Valuable competition data made right

logo

scraping Reddit post data

Many of modern SPA applications frequently have data stored in JSON object, usually they could be found at the bottom of the page source. During our long web scraping experience in webdataparsing we figured out that these JSON object are the most convenient options to scrape data from site along with the official APIs. Let's consider scraping Reddit page. For Reddit post the JSON data object name will be window.___r

"Reddit scraping", the art by AI called rudalle: 
logo

As an example we'll be using this post https://www.reddit.com/r/wallstreetbets/comments/rb9ej8/buy_the_dip_with_cat_as_requested/ Just open the page in your favorite browser and view sources (usually it's done by using hotkey Ctrl+u).

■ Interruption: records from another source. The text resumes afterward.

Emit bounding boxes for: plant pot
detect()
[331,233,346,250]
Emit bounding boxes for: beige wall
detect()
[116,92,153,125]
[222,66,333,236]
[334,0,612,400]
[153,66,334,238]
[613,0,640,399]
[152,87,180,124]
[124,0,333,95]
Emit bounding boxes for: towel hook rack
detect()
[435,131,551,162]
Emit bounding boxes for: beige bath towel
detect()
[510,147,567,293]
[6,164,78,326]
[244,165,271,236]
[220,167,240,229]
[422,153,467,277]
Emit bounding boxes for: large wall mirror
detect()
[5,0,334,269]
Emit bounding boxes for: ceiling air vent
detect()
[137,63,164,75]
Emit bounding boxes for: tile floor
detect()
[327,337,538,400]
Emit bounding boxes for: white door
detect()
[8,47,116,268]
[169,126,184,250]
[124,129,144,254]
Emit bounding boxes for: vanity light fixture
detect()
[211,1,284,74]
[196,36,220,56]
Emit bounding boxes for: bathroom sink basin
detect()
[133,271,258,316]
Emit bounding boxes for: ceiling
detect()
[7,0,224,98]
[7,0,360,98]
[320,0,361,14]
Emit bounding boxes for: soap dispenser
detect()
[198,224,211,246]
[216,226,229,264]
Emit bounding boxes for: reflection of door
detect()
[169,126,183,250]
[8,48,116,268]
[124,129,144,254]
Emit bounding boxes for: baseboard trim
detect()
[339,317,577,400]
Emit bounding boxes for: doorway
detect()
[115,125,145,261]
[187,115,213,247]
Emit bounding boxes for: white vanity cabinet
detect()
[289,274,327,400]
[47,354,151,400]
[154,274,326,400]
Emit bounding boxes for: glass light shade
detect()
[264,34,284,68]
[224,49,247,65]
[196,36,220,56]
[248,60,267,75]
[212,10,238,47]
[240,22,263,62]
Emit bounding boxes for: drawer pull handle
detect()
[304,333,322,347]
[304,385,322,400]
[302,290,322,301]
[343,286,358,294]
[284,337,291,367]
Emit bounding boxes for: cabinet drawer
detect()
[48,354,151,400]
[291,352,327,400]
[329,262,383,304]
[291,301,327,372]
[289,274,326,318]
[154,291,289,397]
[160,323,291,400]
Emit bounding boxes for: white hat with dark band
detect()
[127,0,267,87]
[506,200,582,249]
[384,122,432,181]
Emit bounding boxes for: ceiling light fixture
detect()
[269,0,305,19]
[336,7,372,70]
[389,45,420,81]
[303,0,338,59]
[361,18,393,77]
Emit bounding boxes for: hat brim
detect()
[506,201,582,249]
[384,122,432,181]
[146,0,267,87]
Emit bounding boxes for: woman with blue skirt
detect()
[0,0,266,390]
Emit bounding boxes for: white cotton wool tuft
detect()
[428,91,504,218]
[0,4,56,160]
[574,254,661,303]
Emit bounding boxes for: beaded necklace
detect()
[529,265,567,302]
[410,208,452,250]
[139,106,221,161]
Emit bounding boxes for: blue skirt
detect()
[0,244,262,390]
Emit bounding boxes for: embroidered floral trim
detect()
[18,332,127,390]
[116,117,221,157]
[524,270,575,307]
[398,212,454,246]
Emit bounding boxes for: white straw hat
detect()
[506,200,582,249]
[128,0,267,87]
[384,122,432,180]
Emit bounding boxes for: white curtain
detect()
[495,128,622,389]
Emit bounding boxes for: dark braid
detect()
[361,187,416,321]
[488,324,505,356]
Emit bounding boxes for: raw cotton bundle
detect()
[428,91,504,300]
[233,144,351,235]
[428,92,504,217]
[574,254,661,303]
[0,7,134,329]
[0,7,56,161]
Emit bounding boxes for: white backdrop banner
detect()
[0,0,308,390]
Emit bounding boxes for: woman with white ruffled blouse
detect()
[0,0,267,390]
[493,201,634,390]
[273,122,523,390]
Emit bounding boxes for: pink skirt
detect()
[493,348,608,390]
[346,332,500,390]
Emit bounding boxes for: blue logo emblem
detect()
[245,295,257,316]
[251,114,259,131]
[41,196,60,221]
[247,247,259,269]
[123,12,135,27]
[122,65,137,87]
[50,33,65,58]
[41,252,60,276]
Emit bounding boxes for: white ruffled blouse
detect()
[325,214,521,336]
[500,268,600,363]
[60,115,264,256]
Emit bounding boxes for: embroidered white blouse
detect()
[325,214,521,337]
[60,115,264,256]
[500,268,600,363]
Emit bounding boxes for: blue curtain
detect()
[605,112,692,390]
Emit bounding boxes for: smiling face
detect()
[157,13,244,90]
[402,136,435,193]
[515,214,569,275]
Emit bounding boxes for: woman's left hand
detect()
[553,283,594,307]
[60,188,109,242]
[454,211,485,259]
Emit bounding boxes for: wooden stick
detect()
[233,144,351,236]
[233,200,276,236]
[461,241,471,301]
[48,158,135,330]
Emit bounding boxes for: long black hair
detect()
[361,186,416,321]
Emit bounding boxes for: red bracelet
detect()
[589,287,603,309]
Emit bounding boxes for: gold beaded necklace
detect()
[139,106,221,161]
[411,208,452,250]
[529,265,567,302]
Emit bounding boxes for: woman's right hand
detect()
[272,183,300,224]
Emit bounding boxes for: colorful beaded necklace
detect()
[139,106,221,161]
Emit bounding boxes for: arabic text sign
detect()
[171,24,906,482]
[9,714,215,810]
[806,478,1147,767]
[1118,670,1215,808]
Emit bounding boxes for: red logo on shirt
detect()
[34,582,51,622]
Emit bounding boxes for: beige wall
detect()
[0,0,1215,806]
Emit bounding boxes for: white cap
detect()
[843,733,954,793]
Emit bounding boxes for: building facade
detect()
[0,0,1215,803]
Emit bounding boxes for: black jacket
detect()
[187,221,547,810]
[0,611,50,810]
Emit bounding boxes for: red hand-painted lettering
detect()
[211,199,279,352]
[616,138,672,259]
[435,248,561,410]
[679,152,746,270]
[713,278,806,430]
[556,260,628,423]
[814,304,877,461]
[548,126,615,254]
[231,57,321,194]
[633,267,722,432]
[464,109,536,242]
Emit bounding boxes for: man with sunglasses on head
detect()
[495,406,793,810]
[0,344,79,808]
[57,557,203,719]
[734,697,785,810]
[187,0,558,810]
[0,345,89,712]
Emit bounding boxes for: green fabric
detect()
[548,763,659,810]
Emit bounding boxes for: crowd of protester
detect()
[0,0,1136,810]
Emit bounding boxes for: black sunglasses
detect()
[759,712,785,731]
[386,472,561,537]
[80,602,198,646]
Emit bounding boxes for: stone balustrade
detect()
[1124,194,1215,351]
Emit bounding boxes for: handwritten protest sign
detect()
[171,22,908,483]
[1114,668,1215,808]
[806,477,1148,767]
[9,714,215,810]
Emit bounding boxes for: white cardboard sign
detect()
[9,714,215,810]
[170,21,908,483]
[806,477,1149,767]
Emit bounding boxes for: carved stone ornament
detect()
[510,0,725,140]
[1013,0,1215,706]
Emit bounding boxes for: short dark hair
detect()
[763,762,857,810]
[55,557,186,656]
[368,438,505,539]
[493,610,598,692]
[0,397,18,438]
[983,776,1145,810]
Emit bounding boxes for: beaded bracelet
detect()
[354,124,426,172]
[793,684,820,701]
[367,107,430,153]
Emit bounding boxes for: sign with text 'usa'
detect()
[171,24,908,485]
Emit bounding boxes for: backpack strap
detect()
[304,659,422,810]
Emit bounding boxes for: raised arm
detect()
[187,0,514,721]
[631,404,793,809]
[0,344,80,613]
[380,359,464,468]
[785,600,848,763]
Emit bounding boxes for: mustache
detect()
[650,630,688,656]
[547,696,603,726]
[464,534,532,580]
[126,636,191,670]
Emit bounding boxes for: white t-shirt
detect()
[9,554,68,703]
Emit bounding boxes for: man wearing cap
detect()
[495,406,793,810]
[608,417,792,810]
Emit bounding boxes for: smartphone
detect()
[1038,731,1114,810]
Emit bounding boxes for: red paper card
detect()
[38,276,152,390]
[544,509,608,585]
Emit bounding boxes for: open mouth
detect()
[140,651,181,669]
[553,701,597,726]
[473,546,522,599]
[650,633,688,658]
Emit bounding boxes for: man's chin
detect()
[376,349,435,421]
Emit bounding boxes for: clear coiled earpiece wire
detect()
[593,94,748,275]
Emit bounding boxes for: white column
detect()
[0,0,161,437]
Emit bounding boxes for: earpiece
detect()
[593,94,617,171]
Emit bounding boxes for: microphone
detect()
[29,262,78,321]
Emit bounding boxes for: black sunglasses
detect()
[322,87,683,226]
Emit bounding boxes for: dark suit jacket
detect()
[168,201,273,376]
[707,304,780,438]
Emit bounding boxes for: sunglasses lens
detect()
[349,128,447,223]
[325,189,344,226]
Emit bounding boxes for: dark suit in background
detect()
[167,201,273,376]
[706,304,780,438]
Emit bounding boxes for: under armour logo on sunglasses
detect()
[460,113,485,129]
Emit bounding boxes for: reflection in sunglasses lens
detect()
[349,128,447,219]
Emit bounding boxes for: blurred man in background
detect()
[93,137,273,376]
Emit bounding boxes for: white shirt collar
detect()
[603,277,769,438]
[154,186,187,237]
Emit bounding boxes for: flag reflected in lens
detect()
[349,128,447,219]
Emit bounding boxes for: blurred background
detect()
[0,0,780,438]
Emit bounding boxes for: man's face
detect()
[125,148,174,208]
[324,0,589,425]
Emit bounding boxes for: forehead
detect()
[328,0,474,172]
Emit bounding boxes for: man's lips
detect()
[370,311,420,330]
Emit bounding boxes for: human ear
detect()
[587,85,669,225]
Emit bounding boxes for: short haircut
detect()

And then at the bottom of sources we can see the following:

However when using Puppeteer we get undefined. Probably it gets deleted somewhere along the way. That's not a problem, we can do multiple things to help it. This time we'll just use request interception. And when we intercept the required page, we'll inject the one line that will copy the required JSON object into our own variable called ___r2

const ourScript = `<script>window.___r2 = {...window.___r}</script>`;

The function itself will intercept the request, use fetch to get the original data and then concatenate this data with our one liner.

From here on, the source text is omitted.